Counting Rectangles is Fun

There is an n × m rectangular grid, each cell of the grid contains a single integer: zero or one. Let’s call the cell on the i-th row and the j-th column as (i, j).

Let’s define a “rectangle” as four integers a, b, c, d (1 ≤ a ≤ c ≤ n; 1 ≤ b ≤ d ≤ m). Rectangle denotes a set of cells of the grid {(x, y) :  a ≤ x ≤ c, b ≤ y ≤ d}. Let’s define a “good rectangle” as a rectangle that includes only the cells with zeros.

You should answer the following q queries: calculate the number of good rectangles all of which cells are in the given rectangle.

Input

There are three integers in the first line: nm and q (1 ≤ n, m ≤ 40, 1 ≤ q ≤ 3·105). Each of the next n lines contains m characters — the grid. Consider grid rows are numbered from top to bottom, and grid columns are numbered from left to right. Both columns and rows are numbered starting from 1.

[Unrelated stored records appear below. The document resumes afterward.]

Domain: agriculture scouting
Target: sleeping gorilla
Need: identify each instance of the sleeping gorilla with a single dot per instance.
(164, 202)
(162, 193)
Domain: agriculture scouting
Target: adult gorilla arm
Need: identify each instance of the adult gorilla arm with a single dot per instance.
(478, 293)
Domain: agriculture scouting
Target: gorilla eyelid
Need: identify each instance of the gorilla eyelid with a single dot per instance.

Each of the next q lines contains a query — four integers that describe the current rectangle, abcd (1 ≤ a ≤ c ≤ n; 1 ≤ b ≤ d ≤ m).

Output

For each query output an answer — a single integer in a separate line.

Examples

input

5 5 5
00101
00000
00001
01000
00001
1 2 2 4
4 5 4 5
1 2 5 2
2 2 4 5
4 2 5 3

output

10
1
7
34
5

input

4 7 5
0000100
0000010
0011000
0000000
1 7 2 7
3 1 3 1
2 3 4 5
1 2 2 7
2 2 4 7

output

3
1
16
27
52

Note

For the first example, there is a 5 × 5 rectangular grid, and the first, the second, and the third queries are represented in the following image.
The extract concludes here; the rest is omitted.